The court concluded that the cartel resulted in an increase in truck prices and sets the resulting overcharge at 7% of the purchase price. This conclusion is based primarily on the econometric regression analysis submitted by CDC’s experts, which compares actual transaction prices with a counterfactual scenario in which the cartel is assumed not to have existed. The court accepts this analysis as a reliable basis for its assessment, considering both the underlying dataset and the methodology to be sufficiently robust and representative.

The court also addresses the evidentiary value of the data relied upon by the defendants, expressing particular reservations about their internally constructed cost series. In doing so, it refers to case law from the English Competition Appeal Tribunal and the Borgarting Court of Appeal in Norway, highlighting concerns relating to potential endogeneity and a lack of transparency.

The court furthermore ruled on the duration of the cartel’s effects. While the European Commission identified 18 January 2011 as the formal end date of the infringement, the court held that its impact on prices continued beyond that date.

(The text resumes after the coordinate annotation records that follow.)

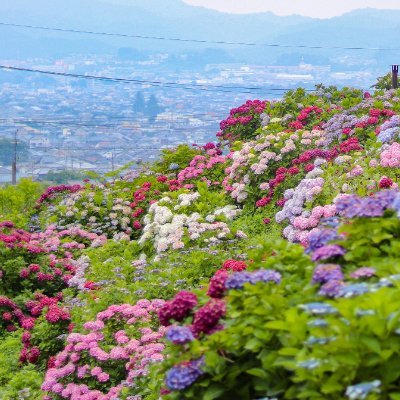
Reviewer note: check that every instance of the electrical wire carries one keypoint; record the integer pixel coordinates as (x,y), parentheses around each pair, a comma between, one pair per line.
(175,85)
(220,42)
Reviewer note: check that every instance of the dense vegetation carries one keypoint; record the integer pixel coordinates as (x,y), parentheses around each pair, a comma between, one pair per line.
(263,266)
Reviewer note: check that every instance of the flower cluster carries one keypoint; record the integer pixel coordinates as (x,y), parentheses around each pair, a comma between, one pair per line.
(86,368)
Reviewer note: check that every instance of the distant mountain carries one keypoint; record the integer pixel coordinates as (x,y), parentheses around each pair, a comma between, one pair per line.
(366,28)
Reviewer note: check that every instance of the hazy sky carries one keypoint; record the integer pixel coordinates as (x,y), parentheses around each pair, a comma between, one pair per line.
(312,8)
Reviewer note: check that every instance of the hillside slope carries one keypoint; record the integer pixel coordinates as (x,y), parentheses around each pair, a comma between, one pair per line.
(262,266)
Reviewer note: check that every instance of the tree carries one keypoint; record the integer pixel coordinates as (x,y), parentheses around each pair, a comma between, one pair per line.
(7,151)
(139,106)
(383,82)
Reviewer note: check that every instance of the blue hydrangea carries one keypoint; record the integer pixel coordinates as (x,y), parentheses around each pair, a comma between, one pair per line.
(318,323)
(356,289)
(313,340)
(309,364)
(318,308)
(179,335)
(184,375)
(173,166)
(265,275)
(237,280)
(331,289)
(363,390)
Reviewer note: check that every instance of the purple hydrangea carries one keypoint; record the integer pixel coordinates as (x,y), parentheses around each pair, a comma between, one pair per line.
(237,280)
(364,272)
(179,335)
(327,272)
(328,251)
(183,375)
(265,275)
(331,288)
(319,238)
(373,206)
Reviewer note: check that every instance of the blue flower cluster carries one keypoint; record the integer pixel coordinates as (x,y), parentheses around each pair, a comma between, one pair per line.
(238,279)
(179,335)
(372,206)
(319,238)
(363,390)
(183,375)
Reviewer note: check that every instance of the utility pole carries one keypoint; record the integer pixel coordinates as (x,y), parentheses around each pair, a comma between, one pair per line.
(395,73)
(14,163)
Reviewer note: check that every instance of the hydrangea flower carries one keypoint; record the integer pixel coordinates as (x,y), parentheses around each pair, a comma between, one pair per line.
(362,390)
(179,335)
(184,375)
(328,251)
(326,272)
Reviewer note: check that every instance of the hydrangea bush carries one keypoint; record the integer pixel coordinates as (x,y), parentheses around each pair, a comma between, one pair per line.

It established a “run-off” period lasting until 30 May 2013, during which cartel effects were considered to persist.

Volume and Value of Commerce

The judgment provides guidance on determining both the volume and value of commerce relevant for damage calculations.

Regarding volume, the court set out principles for identifying which truck transactions qualify for compensation. It accepted that, in the absence of invoices, alternative documentation such as vehicle registrations or official database records may be used to substantiate transactions. This approach aligns with broader developments in European case law on evidentiary standards in cartel damages actions, including the clarification provided by the Spanish Supreme Court in its judgment STS 71/2026, where accounting and indirect documentation were recognised as valid means of proof under certain conditions, even in the absence of original invoices.

On value, the court ruled that the purchase prices and leasing instalments paid by CDC’s assignors, as captured by CDC, are the appropriate basis for the calculation of damages, rather than prices paid by dealers. It also accepted CDC’s methodology for estimating missing pricing data in cases where exact information was no longer available.

Emissions-related claims

CDC had also argued that the delayed introduction of emissions-reducing technologies led to higher operating costs, including increased fuel consumption and toll expenses. The court did not accept this claim, finding that the alleged damages had not been sufficiently substantiated.

Limitation period

The court rejected arguments from the defendants that the claims were time-barred under Dutch law. It held that the limitation period did not begin until 7 April 2017, when a summary of the European Commission’s decision was published in the Official Journal of the European Union. As the proceedings were initiated within five years of that date, the claims were deemed timely.

The court also dismissed arguments based on the 20-year objective limitation period, concluding that it only commences to run once the infringement has ceased. 

Passing-on defence

The court addressed the so-called passing-on defence, under which defendants argue that any overcharge was passed on by purchasers to their own customers and should therefore reduce recoverable damages.

At this stage, the court did not reach a final determination on this issue. It confirmed that the burden of proof lies with the defendants but indicated that further examination is required. The parties have been invited to continue the debate on this point in subsequent submissions.

Next steps in the proceedings

The court emphasized that its ruling is interim and that a final judgment will not be issued until the Court of Justice of the European Union provides guidance on questions referred by the Dutch Supreme Court regarding the applicable law.

In the meantime, the parties have been invited to submit further submissions on the quantification of damages. These concern:

  • the final determination of the value and volume of commerce, reflecting the decisions by the court; and
  • the treatment of the passing-on defence.